China is a culprit. It engages in unfair trade practices, including wholesale counterfeiting of U.S. products. It has huge factories dedicated to making products that look exactly like U.S. brand name goods. This Chinese criminal practice is not limited to business relations with the United States. World wide, China is a problem to economies. Tonnes of Chinese products, sub-standard products dominate markets.
Stories are told of Nigerians who approach factories in China to manufacture fake products for them. We hear they take the originals of these products to Chinese manufacturers and instruct them to counterfeit them.
When products are counterfeited, they cause job losses in countries where the counterfeited products are brought into.

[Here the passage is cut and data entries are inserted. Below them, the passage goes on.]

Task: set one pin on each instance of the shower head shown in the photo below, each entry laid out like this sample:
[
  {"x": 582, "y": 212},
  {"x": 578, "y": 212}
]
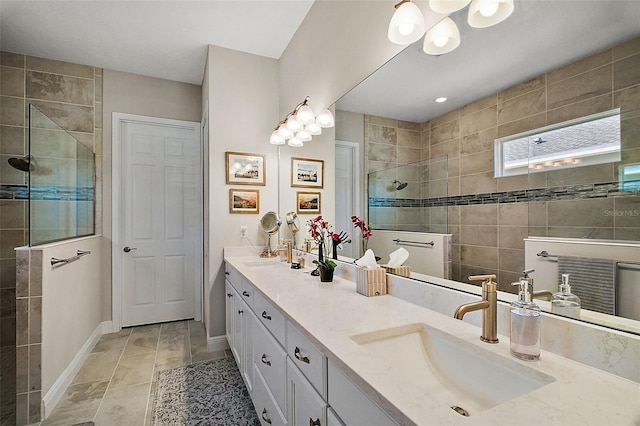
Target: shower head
[
  {"x": 401, "y": 185},
  {"x": 23, "y": 164}
]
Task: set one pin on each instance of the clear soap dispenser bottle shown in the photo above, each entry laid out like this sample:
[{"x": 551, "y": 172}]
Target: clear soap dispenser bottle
[
  {"x": 525, "y": 325},
  {"x": 564, "y": 302}
]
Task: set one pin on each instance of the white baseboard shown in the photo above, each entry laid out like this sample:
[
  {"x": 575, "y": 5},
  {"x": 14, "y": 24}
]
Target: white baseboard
[
  {"x": 217, "y": 343},
  {"x": 59, "y": 387}
]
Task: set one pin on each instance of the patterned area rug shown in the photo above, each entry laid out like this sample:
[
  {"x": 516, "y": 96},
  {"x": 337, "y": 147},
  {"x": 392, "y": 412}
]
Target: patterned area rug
[{"x": 208, "y": 393}]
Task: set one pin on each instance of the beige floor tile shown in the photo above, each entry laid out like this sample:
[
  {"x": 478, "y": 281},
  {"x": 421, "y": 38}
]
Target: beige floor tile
[
  {"x": 99, "y": 366},
  {"x": 125, "y": 406},
  {"x": 133, "y": 370},
  {"x": 79, "y": 404}
]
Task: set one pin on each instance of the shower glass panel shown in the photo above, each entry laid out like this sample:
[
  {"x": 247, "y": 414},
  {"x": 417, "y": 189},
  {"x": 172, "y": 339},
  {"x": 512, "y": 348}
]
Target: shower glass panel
[
  {"x": 61, "y": 183},
  {"x": 411, "y": 197}
]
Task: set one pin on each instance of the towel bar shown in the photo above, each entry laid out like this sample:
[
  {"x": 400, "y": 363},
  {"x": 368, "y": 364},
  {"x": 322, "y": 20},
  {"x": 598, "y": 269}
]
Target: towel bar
[{"x": 79, "y": 254}]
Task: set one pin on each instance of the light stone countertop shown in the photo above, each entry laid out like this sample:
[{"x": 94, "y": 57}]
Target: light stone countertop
[{"x": 329, "y": 313}]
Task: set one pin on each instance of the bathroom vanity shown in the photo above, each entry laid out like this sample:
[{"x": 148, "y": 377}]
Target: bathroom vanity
[{"x": 315, "y": 353}]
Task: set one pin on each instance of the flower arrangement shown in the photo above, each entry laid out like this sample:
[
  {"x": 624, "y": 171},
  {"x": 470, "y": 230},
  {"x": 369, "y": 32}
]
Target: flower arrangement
[{"x": 365, "y": 231}]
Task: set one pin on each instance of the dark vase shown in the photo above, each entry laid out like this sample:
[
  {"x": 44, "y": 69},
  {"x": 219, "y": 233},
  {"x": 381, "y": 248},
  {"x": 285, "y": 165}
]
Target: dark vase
[{"x": 326, "y": 275}]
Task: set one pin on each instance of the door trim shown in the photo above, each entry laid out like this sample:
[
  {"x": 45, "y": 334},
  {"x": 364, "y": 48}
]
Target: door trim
[{"x": 117, "y": 121}]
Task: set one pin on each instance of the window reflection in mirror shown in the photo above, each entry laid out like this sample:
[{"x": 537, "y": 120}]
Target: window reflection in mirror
[{"x": 587, "y": 141}]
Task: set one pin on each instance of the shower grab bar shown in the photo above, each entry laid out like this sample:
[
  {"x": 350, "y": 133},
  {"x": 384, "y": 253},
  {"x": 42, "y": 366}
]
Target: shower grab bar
[
  {"x": 410, "y": 242},
  {"x": 79, "y": 254},
  {"x": 544, "y": 253}
]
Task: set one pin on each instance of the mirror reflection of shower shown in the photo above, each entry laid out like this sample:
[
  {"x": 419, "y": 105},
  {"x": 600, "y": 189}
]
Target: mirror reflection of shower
[
  {"x": 400, "y": 185},
  {"x": 23, "y": 163}
]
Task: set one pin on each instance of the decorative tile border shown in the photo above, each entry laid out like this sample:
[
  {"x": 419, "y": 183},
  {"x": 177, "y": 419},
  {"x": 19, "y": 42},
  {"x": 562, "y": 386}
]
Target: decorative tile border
[
  {"x": 571, "y": 192},
  {"x": 61, "y": 193}
]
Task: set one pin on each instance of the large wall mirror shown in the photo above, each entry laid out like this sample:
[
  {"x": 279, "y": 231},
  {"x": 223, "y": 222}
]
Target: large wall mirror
[{"x": 551, "y": 62}]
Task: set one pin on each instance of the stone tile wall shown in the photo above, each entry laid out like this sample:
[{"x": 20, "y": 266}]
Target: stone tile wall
[
  {"x": 71, "y": 95},
  {"x": 487, "y": 233}
]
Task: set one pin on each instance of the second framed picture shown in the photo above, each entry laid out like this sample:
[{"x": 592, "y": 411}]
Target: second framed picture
[
  {"x": 307, "y": 173},
  {"x": 307, "y": 202}
]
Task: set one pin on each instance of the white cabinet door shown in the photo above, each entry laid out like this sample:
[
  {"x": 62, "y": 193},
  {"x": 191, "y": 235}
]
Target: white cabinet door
[
  {"x": 229, "y": 317},
  {"x": 307, "y": 408}
]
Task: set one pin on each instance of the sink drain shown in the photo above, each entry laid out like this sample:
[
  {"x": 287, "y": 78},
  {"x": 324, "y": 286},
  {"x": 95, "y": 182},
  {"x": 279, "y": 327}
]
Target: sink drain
[{"x": 460, "y": 410}]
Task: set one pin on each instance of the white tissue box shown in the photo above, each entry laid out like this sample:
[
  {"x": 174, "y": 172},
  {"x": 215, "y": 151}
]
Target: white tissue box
[
  {"x": 371, "y": 282},
  {"x": 398, "y": 270}
]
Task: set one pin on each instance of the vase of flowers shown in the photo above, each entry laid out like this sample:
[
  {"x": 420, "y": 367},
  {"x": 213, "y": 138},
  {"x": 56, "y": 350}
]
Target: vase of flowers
[
  {"x": 326, "y": 268},
  {"x": 321, "y": 232},
  {"x": 365, "y": 231}
]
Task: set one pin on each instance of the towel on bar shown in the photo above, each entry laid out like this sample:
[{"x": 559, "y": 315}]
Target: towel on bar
[{"x": 592, "y": 280}]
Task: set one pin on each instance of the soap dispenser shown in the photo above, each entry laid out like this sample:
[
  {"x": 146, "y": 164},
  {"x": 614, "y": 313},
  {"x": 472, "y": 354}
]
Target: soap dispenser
[
  {"x": 525, "y": 325},
  {"x": 564, "y": 302}
]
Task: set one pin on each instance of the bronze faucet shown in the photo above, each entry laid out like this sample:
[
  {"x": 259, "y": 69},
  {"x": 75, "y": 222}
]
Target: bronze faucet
[{"x": 488, "y": 305}]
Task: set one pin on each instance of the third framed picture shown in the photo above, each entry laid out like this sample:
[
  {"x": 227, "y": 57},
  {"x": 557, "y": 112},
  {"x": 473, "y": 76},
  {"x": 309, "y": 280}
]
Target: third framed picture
[{"x": 307, "y": 173}]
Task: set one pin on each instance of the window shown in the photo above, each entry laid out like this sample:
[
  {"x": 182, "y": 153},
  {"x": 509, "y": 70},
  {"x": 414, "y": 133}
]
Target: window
[{"x": 586, "y": 141}]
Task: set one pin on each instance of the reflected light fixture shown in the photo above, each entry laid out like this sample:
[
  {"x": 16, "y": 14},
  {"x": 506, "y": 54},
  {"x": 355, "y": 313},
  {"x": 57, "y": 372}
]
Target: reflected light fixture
[
  {"x": 300, "y": 125},
  {"x": 442, "y": 38},
  {"x": 408, "y": 24}
]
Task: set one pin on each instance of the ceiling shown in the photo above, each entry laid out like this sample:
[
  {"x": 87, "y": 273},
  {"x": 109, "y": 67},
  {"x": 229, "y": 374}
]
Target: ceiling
[
  {"x": 538, "y": 37},
  {"x": 164, "y": 39}
]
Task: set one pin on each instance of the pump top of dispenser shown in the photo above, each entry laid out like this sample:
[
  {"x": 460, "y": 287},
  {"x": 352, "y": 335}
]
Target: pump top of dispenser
[
  {"x": 565, "y": 288},
  {"x": 523, "y": 295}
]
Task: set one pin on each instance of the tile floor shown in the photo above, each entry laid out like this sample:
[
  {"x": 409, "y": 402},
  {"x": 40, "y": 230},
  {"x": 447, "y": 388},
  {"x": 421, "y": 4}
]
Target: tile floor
[{"x": 115, "y": 384}]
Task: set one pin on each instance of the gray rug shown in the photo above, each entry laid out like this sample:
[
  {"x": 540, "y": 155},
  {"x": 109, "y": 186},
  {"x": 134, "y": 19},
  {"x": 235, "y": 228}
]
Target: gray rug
[{"x": 208, "y": 393}]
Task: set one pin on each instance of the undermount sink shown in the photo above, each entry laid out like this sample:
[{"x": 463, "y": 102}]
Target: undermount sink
[{"x": 464, "y": 376}]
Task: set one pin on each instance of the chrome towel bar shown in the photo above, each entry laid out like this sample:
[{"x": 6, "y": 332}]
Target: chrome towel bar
[
  {"x": 409, "y": 242},
  {"x": 79, "y": 254}
]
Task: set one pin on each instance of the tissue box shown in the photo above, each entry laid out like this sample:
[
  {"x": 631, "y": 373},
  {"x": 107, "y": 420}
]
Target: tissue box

Counterfeited textile products imported into Nigeria, have caused job losses in the country's textile factories that are already reeling in pains, brought about by a litany of other factors.
Intellectual property theft affects the nation's movie, music and books industries with owners of vides, DVDs,CDs and books losing billions of naira to unrepentant pirates of their products.
Reports have it that in his recent study of fake pharmaceuticals, Paul Newton of Oxford University found a disturbing amount of fake malaria drugs sold in Myanmar, Laos, Cambodia and Vietnam and disappointedly concluded, "...about half of the Artesunate contained no active ingredient. So, logically, if malaria is a public health problem in Southeast Asia and is potentially fatal, if people are taking these drugs that contain starch and chalk, they are very unlikely to survive their malaria infection."
Said she: "In one shop, a hundred thousand fake artesunate were offered for sale. So, they are not being produced in somebody's kitchen. They are produced on an industrial scale. And if organized crime is involved, which seems very likely, then that makes it much harder to do anything about."
Dora Akunyili, director general of National aAministration for Food, Drugs Administration and Control (NAFDAC), has put her life on the line fighting peddlers of counterfeit drugs in the country.
She lamented in one of her outings:" The problem of counterfeit drugs and other regulated products is rapidly rearing its ugly head in developed countries and this is fueled by purchase of drugs via the internet. The negative impact of counterfeit drugs and other regulated products knows no boundaries. Resistant strains of micro-organisms do not need visa to travel from country to country."
Agreed that product counterfeiting is a global crime, perfected by the likes of China and other Asian tigers, smart Nigerians have learnt the trade from them. If NAFDAC thinks it is only in Onitsha, Lagos and some other cities in Nigeria that manufacturers and sellers of counterfeit products exist, I beg to argue that Akunyili's tough and hardworking NAFDAC is wrong.
Let NAFDAC be informed that in the hinterland of Ondo State, close to a prime town in Akoko North East Local Government, there exists a cottage factory where La Casera and Viju milk and some popular 'hot' drinks are counterfeited.
These products, according to my source, are expertly packaged, sold in Ondo State, and some are even moved to markets in Lagos! Certified manufacturers of these products need to step up their market intelligence network. There are likely to be more manufacturing hideouts across the country.